In Joseph’s case, the special love his father shows him is certainly a kind of family dysfunction, but his obnoxious behavior in re his dreams is his own mishegaas. Is the ability his, or is it a gift from God? As a conceited youth, he mistakenly thinks that it is his, and he lords it over his brothers like a bludgeon. Notice the brother’s reaction to his dreams. It is not just the dreams that insult them: “they hated him for the dreams AND for him telling/bragging about them.” (Genesis 37.8) Of course, eventually Joseph learns some humility and some appreciation. When he is in the prison and Pharaoh’s Cup Bearer and Pharaoh’s Baker have no one to interpret their dreams, Joseph does not brag about his abilities. “Surely God can interpret! Tell me your dreams.” (Genesis 40.8) He prayerfully offers to be the conduit for God’s messages.

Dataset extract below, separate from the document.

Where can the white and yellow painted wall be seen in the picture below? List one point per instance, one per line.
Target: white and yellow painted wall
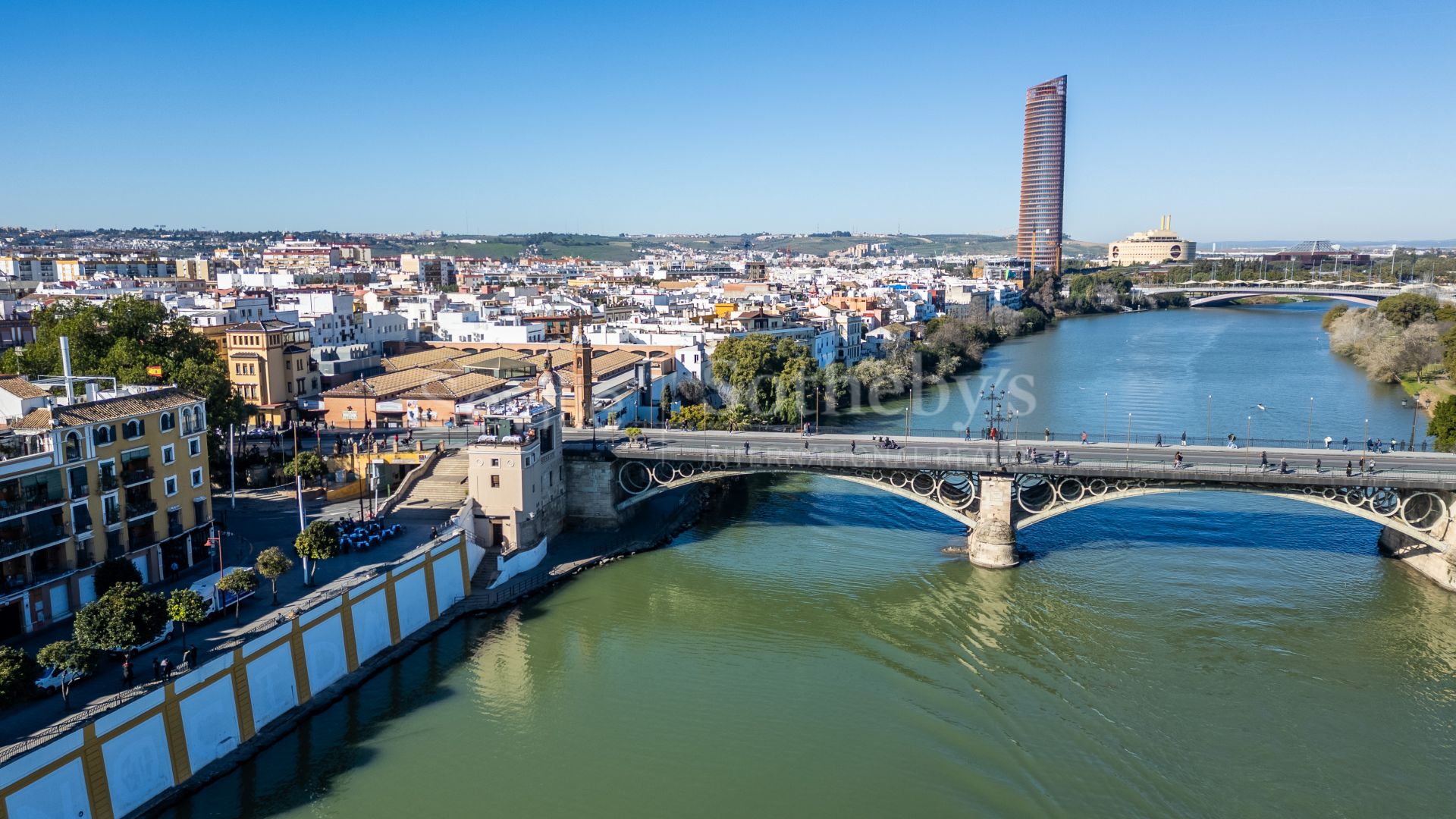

There are more examples in this week’s portion, but let us conclude with Reuben’s attempt to save Joseph’s life. When Joseph approaches his brothers in Dothan (Genesis 37.18ff), there is a discussion among the brothers as to how best to “teach Joseph a lesson.” Some want to kill him. “Here comes that dreamer! Come now, let us kill him and….see what becomes of his dreams!” But, Reuben realizes that this is terrible, and he tries to calm everyone down. “Let us not take his life. Shed no blood! Cast him into that pit out in the wilderness, but do not touch him yourselves.” Reuben’s idea is to give the brothers their moment of revenge but to go back later and rescue Joseph. In the midst of this very heated situation—genuine family dysfunction (!), Reuben controls his own outrage at Joseph’s obnoxious attitude and works for some decency. It is their bad luck (or God’s providence) that some Midianite traders pass by and kidnap Joseph before Reuben can get back to him. “When Reuben returned to the pit and saw that Joseph was not in the pit, he rent his clothes. Returning to his brothers, he said, ‘The boy is gone! Now, what am I to do?’”

Most people wrestle with family baggage and learned emotional responses that can exacerbate problems and damage relationships. It is part of the human phenomenon. Sometimes, we can look back at our choices and feelings and realize how they came to be. Sometimes we can even extend understanding to others who continue problematic patterns and continue the damage of the generations. However, past dysfunction does not dictate future dysfunction. We have choices as to how we respond and how we behave. We have urges and impulses we can resist. We have wisdom and understanding we can muster. We also have a treasure trove of guidance in the form of our Torah and Jewish Traditions and examples of menschlichkeit. We can outgrow our own worst inclinations. We can make good choices. May we search for the goodness within and bring it forth to shine in the world.